Deutsche Identität verlangt Unterwerfung unter die Wirtschaft

In ein­er großen Umfrage zum „Stolz auf das eigene Land“ zeigt sich in Deutsch­land eine Beson­der­heit. Hier sind es nicht die Demokratie oder die Kul­tur, die die meis­ten Stim­men auf sich vere­inen, son­dern die Wirtschaft. Extrem­is­mus­forsch­er Oliv­er Deck­er leit­et daraus im Inter­view mit der taz eine inter­es­sante Erk­lärung für den aktuellen Recht­srutsch in Deutsch­land und die erstark­ende Frem­den­feindlichkeit ab.

Seine Inter­pre­ta­tion stützt er dabei auf eine spez­i­fis­che Form der soge­nan­nten „Depri­va­tion­s­these“:

Es gibt die soge­nan­nte Depri­va­tion­s­these: Wenn Leute Abstiegsäng­ste haben, dass sie näch­stes Jahr weniger zur Ver­fü­gung haben, dann steigt in der Regel auch die Zus­tim­mung zu anti­demokratis­chen Ansicht­en. Dieser Befund gilt eigentlich in allen unter­sucht­en Län­dern. In Deutsch­land ist es aber nicht die befürchtete eigene Depri­va­tion, die zum Fremdeln mit der Demokratie führt, son­dern die nationale.

Als Erk­lärung hier­für bietet Deck­er das immer wieder zitierte deutsche „Wirtschaftswun­der“ an, das sich nach dem Hor­ror des Drit­ten Reichs als „unge­fährlich­er“ Anknüp­fungspunkt ein­er Iden­tität anbot – los­gelöst von engem Nation­al­is­mus oder auch Ras­sis­mus, erscheint die Wirtschaft als ratio­nal. Und eben auch ein Punkt, an dem andere Län­der anerken­nend auf Deutsch­land schauen.
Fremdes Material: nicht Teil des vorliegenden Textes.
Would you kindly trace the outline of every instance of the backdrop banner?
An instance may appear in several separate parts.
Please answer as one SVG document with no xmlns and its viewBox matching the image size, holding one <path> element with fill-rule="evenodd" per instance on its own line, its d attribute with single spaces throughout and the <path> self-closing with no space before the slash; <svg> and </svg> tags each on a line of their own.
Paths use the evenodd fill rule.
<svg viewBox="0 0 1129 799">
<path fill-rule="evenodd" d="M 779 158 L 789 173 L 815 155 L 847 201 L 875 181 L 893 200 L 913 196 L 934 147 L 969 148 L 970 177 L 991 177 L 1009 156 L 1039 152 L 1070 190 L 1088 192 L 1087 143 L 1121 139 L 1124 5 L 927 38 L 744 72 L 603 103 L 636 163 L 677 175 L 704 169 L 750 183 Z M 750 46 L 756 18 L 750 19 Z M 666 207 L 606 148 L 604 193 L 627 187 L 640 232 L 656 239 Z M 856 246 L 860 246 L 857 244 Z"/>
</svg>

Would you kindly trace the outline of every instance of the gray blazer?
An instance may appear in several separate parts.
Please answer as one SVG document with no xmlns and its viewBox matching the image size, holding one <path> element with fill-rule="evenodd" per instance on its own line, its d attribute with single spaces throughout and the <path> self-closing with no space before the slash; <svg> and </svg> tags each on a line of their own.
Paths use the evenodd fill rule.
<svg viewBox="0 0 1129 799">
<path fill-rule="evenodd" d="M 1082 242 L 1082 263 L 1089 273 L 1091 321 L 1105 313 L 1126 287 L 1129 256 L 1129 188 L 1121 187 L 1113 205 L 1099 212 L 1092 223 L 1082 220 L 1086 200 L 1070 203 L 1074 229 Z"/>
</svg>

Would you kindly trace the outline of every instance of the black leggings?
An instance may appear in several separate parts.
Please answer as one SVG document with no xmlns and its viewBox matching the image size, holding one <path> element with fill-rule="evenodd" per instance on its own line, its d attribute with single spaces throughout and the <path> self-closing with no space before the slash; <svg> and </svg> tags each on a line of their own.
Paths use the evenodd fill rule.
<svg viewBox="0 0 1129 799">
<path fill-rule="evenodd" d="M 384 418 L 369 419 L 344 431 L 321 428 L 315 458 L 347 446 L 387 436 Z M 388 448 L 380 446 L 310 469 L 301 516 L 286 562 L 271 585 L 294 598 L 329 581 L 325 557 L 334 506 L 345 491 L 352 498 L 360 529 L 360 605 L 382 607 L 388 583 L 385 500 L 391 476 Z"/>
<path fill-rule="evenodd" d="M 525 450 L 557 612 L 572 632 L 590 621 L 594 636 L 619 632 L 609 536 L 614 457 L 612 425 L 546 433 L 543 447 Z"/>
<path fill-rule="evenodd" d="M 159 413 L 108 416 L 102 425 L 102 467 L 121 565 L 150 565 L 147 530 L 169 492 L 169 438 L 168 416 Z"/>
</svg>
Es geht bei der Wahrnehmung von Depri­va­tion also nicht um eine ratio­nale Abschätzung wirtschaftlich­er Entwick­lung und konkrete Erwartun­gen mit Blick auf den eige­nen Lebens­stan­dard, son­dern um eine enge Verknüp­fung der per­sön­lichen Iden­tität:

Die Wirtschaft wurde zu ein­er „sekundären Autorität“, der man sich unter­wirft, um durch Iden­ti­fika­tion an ihrer Macht und Stärke teilzuhaben.

Das Weg­brechen des wirtschaftlichen Erfol­gs schwächt diese Iden­tität und macht die gemein­same Unter­w­er­fung in die Schick­sals­ge­mein­schaft zum zen­tralen Punkt. Daran knüpft dann die erstark­ende Frem­den­feindlichkeit an und auch die Ver­ach­tung, die teil­weise links-alter­na­tiv­en und kap­i­tal­is­muskri­tis­chen Ideen ent­ge­genge­bracht wird, lässt sich so erk­lären:

Da hat jemand das schöne Leben, Glück ohne Arbeit, möglicher­weise eine erfüllte Sex­u­al­ität. Und vor allem hat er sich nicht unter­wor­fen. Men­schen, die Leben nicht leben dür­fen oder wollen, has­sen das Leben der Anderen

Vielle­icht erk­lärt sich daraus auch das voll­ständig irra­tionale Fes­thal­ten großer Teile der Gesellschaft und der poli­tis­chen Elite an den kap­i­tal­is­tis­chen Ideen und Struk­turen des 20. Jahrhun­derts: Diese Wirtschaft ist nicht nur eine Form, die Verteilung von Kap­i­tal und Waren zu organ­isieren, sie ist fes­ter Bestandteil ein­er schwachen Iden­tität.

Vielle­icht ergibt sich hier dann auch eine Verbindung zu männlich­er Iden­tität und deren enger Verknüp­fung klas­sis­ch­er Ideen der Mitte des 20. Jahrhun­derts: der Kern­fam­i­lie mit Haus­frau und dem Auto. Diese Gen­der-Iden­tität gerät ger­ade ähn­lich unter Druck wie die wirtschafts­basierte nationale Iden­tität.